It’s a gloomy east coast Tuesday. The inbox and the desk are bloated, but it’s all good, mostly due to Ghostface Killah’s Apollo Kids on volume 10. We discovered some digital jewels that we wanted to share with our beloved readers:
If you ask any of HipHopDX’s editorial, one of our biggest inspirations is ego trip magazine. This dream-team of Hip Hop writers made a magazine (and two books) that gave us an Ivy League Hip Hop education. The way the guys covered the past and the past, the sub-genres of Hip Hop was simply by fanatics, for fanatics. With back-issues going on eBay for top dollar, we were ecstatic to discover that egotripland.com has launched. There’s some dope new content, but we highly encourage the vintage interviews. One we particularly wanted to share is Jeff “Chairman” Mao’s 1996 cover-story with Ghostface Killah. This is the type of shit that made us do what we do, and it’s so great to be able to share it.
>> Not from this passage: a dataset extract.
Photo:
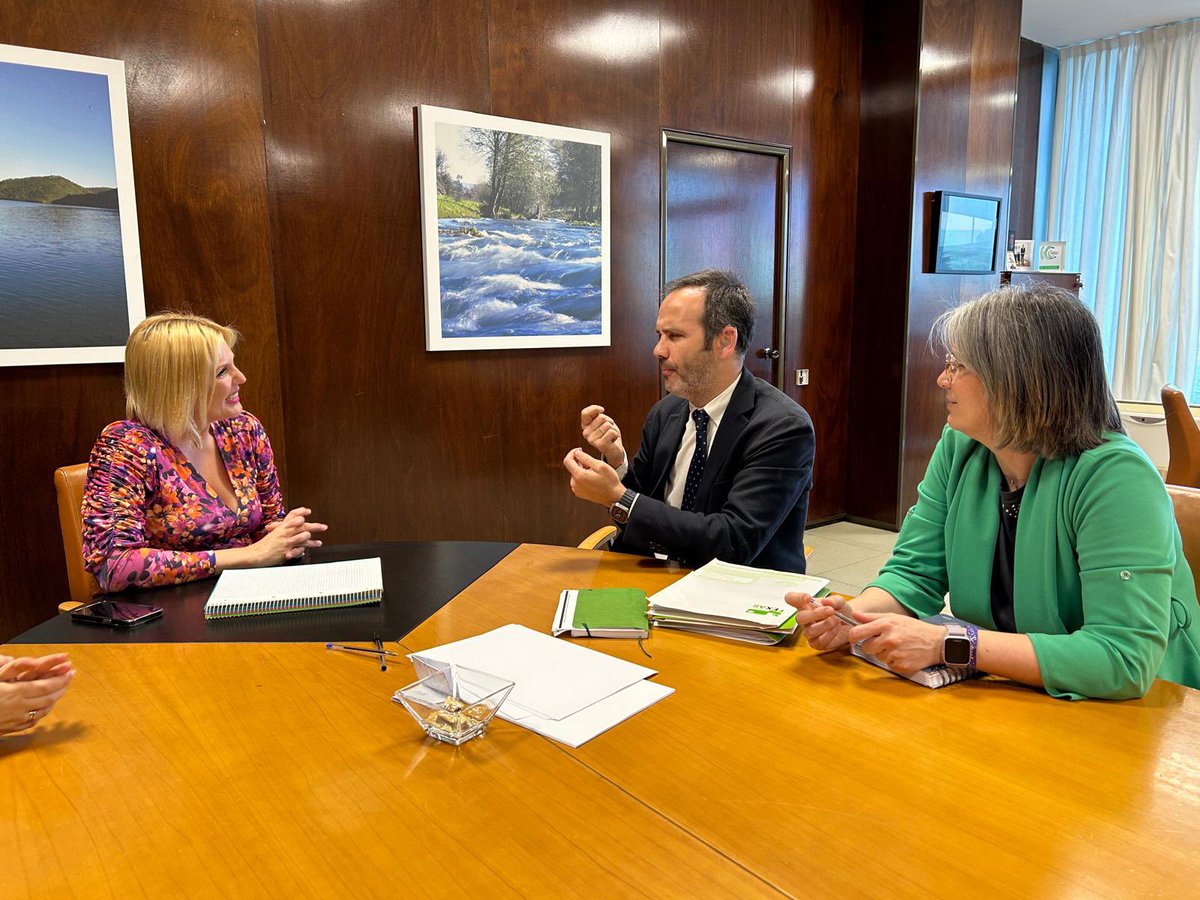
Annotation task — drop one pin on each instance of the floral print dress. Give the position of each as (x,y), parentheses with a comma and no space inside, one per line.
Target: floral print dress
(149,519)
DX has been known to bust guns – at the gun range, of course. While we join the Self-Destruction movement in still encouraging all to “stop the violence,” we love gun music. From “AZ’s Chillin’,” a Fizzy Womack beat made of gunshots to Waka Flocka Flame’s name origins to Smif-n-Wessun, it’s all great to us. With 50 Cent’s film Gun releasing to DVD, the Complex.com brethren paid homage to the Hip Hop gun metaphor. From “Me & My Girlfriend” to “I Gave You Power,” the trend is chronicled here.
Just-Ice once rapped about Hip Hop’s earliest days, “I know, I was there!” When it comes to Death Row Records’ earliest days, few there are talking about it. Suge Knight and Dr. Dre rarely do interviews, and Snoop Dogg rarely wants to revisit those days. Well, a new voice has emerged, Donnell Alexander. He is providing tidbits of information on those controversial Death Row years. We really are enjoying the entries, and this latest one talks about Suge Knight strong-arming Compton’s Most Wanted affiliate The Unknown DJ for the Death Row name, as well as the famous “don’t use my phone” incident that involves a gun, Kurupt’s early managers and a million dollar lawsuit.
Pardon the terrible quality of this video. This past weekend, the HipHopDX editorial staff was together, and “like we always do,” we reminisced about our favorite Rap memories. A conversation about BET’s Rap City made us re-live this 2000 Ghostface Killah interview gone terribly wrong. Many people forget how Ghost got confrontational with Big Tigger and threatened to “smack that grin off your face” on live television. Ah, those were the days.